David “Pete” Vier was arrested in Wyoming in January for alleged misconduct toward two girls, 13 and 15. They told police he touched them inappropriately. They also said they saw other young girls in homemade pornography on his cellphone.
Vier, 63, already is a registered sex offender from a Seattle police sting. In that case, from 2014, he tried to obtain access to a fictional 15-year-old girl. Vier retired from Everett soon after his arrest and also lost his Washington paramedic license.
His legal troubles brought to light years of bad behavior on and off the job, much of it revolving around his treatment of women. Vier also took part in a pattern of ambulance billing errors by the city, which led to a recent six-figure federal settlement.
Last month, the Snohomish County Sheriff’s Office initially was told that Vier was missing from his home near Granite Falls.

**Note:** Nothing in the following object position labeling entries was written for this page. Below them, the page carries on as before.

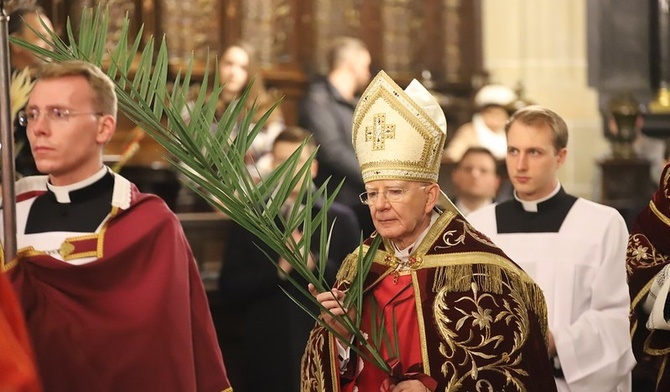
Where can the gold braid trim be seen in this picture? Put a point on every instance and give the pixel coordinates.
(457, 272)
(659, 214)
(349, 267)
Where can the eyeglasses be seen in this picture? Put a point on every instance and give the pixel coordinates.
(27, 117)
(390, 194)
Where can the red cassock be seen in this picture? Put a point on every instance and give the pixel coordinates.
(648, 253)
(465, 318)
(17, 368)
(134, 319)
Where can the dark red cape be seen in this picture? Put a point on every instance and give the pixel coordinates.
(136, 319)
(482, 320)
(648, 252)
(17, 368)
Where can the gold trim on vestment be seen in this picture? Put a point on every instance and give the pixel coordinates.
(659, 214)
(422, 325)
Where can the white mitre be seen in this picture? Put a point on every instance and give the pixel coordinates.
(398, 134)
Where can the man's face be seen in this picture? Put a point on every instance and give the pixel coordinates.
(360, 68)
(532, 160)
(282, 151)
(475, 176)
(403, 220)
(234, 69)
(68, 149)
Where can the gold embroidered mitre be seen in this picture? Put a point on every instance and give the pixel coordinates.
(398, 135)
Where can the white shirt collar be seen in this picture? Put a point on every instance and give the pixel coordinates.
(405, 253)
(62, 193)
(531, 206)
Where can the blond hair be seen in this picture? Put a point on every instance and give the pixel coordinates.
(104, 95)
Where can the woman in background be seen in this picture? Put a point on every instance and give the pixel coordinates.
(237, 68)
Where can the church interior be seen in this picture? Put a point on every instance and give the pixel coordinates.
(603, 66)
(574, 57)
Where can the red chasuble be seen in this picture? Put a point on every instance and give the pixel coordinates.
(134, 319)
(648, 252)
(465, 316)
(17, 370)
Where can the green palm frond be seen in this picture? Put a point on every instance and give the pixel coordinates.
(210, 156)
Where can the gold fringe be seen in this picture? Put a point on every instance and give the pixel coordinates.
(349, 267)
(492, 278)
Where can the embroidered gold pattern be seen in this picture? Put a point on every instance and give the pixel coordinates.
(641, 254)
(398, 266)
(66, 249)
(452, 238)
(312, 377)
(489, 352)
(379, 132)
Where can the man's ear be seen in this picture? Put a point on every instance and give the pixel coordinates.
(106, 129)
(432, 193)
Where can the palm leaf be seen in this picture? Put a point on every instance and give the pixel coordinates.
(210, 152)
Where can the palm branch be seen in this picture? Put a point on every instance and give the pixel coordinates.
(213, 159)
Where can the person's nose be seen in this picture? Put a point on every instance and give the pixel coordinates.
(381, 202)
(522, 162)
(39, 125)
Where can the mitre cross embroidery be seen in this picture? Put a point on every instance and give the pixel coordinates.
(379, 132)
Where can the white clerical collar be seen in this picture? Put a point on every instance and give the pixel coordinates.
(400, 253)
(62, 193)
(531, 206)
(465, 210)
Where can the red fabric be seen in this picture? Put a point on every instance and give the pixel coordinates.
(397, 302)
(484, 335)
(136, 319)
(648, 253)
(17, 369)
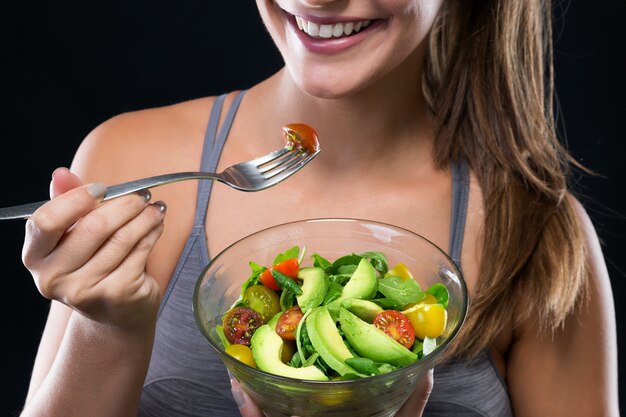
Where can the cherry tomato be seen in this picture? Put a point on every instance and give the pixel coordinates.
(290, 267)
(288, 323)
(301, 136)
(262, 300)
(427, 319)
(240, 323)
(397, 326)
(242, 353)
(289, 349)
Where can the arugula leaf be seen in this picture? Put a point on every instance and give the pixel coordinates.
(440, 292)
(288, 254)
(401, 292)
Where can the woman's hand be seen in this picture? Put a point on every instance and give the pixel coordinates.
(414, 407)
(92, 256)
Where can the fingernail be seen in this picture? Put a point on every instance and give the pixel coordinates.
(160, 205)
(145, 194)
(96, 190)
(238, 397)
(56, 171)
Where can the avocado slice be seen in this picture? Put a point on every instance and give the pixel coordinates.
(363, 284)
(327, 341)
(267, 347)
(370, 342)
(314, 287)
(364, 309)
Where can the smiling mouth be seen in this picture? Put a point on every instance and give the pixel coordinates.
(334, 30)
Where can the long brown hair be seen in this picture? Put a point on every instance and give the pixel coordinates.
(489, 81)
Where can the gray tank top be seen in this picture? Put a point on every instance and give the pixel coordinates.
(187, 378)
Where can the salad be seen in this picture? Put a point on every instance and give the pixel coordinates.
(347, 318)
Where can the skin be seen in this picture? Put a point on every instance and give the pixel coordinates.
(106, 265)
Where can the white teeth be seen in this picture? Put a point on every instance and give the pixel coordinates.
(337, 30)
(348, 27)
(327, 31)
(312, 29)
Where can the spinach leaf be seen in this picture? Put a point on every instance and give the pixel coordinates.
(401, 292)
(440, 292)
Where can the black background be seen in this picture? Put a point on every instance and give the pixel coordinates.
(68, 67)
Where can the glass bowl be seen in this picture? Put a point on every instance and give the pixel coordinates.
(219, 286)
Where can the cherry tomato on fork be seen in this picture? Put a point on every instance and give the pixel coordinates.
(290, 267)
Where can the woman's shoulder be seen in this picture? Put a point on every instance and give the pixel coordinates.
(144, 142)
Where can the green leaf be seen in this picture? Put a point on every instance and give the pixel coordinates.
(378, 261)
(286, 283)
(430, 344)
(346, 270)
(440, 292)
(288, 254)
(287, 299)
(321, 262)
(401, 292)
(363, 366)
(334, 292)
(352, 259)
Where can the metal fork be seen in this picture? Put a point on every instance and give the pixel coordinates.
(254, 175)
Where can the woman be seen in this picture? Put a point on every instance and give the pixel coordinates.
(412, 99)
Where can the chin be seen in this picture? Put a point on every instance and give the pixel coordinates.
(327, 86)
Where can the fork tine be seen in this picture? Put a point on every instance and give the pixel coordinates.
(278, 162)
(289, 168)
(270, 156)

Local detectives confirmed he was in custody elsewhere.
The Daily Herald recently obtained documents about the case from the Sweetwater County Sheriff’s Office in Wyoming. The prosecutor’s office there declined to answer questions.
Vier told police he met the girls in a Seattle parking lot, records show. The girls were trying to get to Kansas, and he offered to give them a ride part of the way.

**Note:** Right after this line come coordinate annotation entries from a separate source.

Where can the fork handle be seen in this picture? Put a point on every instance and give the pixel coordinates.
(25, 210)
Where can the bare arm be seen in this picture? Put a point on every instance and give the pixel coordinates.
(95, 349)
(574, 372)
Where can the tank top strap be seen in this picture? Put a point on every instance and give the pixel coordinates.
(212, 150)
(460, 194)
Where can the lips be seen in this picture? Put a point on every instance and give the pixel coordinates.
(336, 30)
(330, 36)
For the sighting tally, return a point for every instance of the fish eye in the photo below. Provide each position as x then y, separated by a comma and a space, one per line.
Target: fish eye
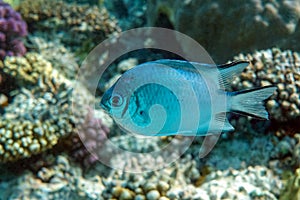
116, 100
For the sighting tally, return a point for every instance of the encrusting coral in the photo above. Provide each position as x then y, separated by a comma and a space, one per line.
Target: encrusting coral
88, 24
40, 113
12, 28
274, 67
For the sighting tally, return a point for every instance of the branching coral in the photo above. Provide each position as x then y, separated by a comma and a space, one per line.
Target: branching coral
12, 28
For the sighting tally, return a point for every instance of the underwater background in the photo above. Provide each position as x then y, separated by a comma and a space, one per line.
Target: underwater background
42, 153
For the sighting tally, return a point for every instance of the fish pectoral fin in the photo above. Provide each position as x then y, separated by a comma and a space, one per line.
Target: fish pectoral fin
221, 123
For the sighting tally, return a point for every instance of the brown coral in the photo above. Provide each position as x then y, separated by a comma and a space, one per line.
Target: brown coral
40, 114
279, 68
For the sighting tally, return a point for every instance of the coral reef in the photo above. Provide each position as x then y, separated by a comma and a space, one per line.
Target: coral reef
130, 14
40, 114
251, 183
12, 28
61, 58
279, 68
64, 180
92, 134
26, 70
292, 187
225, 30
88, 24
61, 180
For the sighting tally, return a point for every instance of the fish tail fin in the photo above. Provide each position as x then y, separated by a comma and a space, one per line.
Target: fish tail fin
251, 102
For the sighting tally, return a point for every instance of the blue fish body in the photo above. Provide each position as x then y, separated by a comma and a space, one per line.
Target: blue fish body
169, 97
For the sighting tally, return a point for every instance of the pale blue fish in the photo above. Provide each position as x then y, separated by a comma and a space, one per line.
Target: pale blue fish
185, 91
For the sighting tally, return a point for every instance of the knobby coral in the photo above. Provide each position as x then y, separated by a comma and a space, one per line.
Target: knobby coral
40, 113
279, 68
12, 28
86, 23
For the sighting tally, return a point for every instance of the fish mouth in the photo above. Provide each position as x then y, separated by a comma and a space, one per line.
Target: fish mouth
104, 107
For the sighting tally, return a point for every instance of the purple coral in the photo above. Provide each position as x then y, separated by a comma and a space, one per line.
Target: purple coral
12, 28
93, 133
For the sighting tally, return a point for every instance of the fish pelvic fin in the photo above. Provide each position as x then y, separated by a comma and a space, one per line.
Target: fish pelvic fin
251, 102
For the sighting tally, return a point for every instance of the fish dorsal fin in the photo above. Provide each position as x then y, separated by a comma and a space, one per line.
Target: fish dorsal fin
183, 65
226, 72
229, 71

The teen told detectives the unwanted sexual contact began soon into the drive. Fearing it would escalate, they made a plan to run away from him, they said.
Investigators in Wyoming obtained a judge’s permission to search Vier’s phone and truck. The phone had “a vast amount of data pertaining to non-consensual sexual acts” and showed “what appeared to be a fixation on younger females,” the report says.
Allegedly found in the truck were knives, handcuffs and other restraints, along with a vial of prescription tranquilizer.
The Jan. 23 charges accuse Vier of two counts each of human trafficking and abuse of a minor.
His corrections supervision in Washington ended in January last year.